Clare Birdsey , University of Westminster, United Kingdom
Ralph Jacobson , University of Westminster, United Kingdom
Andy Golding , University of Westminster, United Kingdom

Session: Conservation Data Recording

The Digital Image Archive (DIA) project involves the production of a digital archive of a small collection of nineteenth century photographic images and equipment. The DIA was designed to operate as a public access catalogue to aid curators with information retrieval and to reduce the need to handle original material. Much of the William Henry Fox Talbot collection at the Royal Photographic Society can no longer be exhibited due to damage caused by handling and light. Access to the collection is restricted because of preservation concerns over a growing percentage of the collection and insufficient resources for reproducitons and supervision. These problems led to investigations into the possible advantages that digital technology might offer.
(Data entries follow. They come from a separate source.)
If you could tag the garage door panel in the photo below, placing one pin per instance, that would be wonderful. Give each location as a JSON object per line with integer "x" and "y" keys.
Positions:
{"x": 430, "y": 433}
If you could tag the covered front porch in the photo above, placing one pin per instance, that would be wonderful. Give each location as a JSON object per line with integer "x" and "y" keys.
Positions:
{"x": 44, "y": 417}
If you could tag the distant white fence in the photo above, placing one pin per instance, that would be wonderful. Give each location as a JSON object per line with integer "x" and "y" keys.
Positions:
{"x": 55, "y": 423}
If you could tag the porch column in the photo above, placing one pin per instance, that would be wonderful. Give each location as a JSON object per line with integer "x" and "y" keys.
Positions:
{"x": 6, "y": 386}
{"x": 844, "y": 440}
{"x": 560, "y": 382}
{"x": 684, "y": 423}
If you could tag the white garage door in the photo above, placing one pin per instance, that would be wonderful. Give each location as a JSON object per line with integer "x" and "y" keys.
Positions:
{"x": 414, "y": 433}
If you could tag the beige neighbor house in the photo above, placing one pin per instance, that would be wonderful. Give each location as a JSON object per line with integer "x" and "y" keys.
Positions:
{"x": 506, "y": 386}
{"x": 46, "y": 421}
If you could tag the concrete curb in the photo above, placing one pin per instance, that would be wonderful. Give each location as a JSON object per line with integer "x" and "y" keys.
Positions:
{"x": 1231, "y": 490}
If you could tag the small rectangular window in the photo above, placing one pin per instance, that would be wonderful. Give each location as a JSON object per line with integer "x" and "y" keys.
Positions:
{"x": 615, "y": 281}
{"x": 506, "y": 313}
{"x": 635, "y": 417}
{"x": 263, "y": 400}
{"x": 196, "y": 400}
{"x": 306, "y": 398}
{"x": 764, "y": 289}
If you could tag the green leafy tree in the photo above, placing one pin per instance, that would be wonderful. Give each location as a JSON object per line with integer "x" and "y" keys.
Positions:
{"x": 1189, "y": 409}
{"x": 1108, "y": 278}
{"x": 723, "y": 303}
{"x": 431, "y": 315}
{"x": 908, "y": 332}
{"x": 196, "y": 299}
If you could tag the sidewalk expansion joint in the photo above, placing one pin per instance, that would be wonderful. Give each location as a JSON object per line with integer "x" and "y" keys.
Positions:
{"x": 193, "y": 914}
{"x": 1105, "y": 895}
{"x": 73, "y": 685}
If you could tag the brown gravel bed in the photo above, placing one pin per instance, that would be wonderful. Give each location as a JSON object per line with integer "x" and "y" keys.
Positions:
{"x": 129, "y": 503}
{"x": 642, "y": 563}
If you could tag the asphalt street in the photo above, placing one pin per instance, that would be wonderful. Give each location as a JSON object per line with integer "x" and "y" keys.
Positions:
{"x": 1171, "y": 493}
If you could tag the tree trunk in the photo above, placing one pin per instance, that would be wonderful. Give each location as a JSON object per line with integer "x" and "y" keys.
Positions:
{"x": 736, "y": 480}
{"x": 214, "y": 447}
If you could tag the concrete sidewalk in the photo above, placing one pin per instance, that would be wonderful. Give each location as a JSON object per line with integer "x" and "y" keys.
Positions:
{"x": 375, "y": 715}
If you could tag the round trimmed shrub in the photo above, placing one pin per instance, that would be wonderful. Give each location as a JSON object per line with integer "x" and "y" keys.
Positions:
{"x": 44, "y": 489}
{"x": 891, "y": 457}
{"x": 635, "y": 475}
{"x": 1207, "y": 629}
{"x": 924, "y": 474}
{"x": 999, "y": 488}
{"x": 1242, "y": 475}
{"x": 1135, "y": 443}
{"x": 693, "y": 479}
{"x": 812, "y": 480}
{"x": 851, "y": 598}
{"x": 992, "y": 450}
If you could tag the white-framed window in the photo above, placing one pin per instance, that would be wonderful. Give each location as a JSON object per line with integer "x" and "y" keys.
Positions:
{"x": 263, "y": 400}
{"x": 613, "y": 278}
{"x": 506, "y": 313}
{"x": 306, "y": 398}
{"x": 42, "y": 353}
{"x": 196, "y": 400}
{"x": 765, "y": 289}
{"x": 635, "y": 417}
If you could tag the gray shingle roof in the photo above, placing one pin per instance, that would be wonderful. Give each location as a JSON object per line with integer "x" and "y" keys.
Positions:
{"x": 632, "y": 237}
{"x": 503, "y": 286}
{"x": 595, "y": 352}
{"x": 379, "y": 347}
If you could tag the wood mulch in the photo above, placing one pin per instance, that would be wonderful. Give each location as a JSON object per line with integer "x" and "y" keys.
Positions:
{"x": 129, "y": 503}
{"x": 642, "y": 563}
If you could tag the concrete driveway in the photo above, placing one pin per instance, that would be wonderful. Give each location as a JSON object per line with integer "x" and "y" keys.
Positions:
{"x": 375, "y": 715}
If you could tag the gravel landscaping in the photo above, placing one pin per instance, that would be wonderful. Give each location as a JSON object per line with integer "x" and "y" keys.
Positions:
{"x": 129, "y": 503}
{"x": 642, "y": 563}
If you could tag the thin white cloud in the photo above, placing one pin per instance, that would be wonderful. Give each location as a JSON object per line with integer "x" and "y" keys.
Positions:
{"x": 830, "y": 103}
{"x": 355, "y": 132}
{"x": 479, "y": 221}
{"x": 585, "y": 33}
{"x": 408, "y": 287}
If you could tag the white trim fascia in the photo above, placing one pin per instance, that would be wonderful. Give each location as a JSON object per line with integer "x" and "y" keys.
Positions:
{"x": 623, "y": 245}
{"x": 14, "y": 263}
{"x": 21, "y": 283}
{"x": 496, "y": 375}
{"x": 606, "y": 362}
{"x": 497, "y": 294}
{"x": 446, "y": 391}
Cross-referencing, administrative cataloguing and recording of preservation techniques are ideally suited to digital technology. The short life span of digital storage media and concerns over compatibility requires the development of a complex long-term digital strategy that must be standardized if the archival material is to survive. Construction of the DIA involved investigations into software and hardware configurations concentrating on the ability to customize factors such as indexing from recognized standards and practices. This paper concentrates on the results of a survey into standards within digital indexing systems, which indicates that although there is a growing awareness of standardization within digital cataloguing and multimedia, many organizations continue to devise independent systems.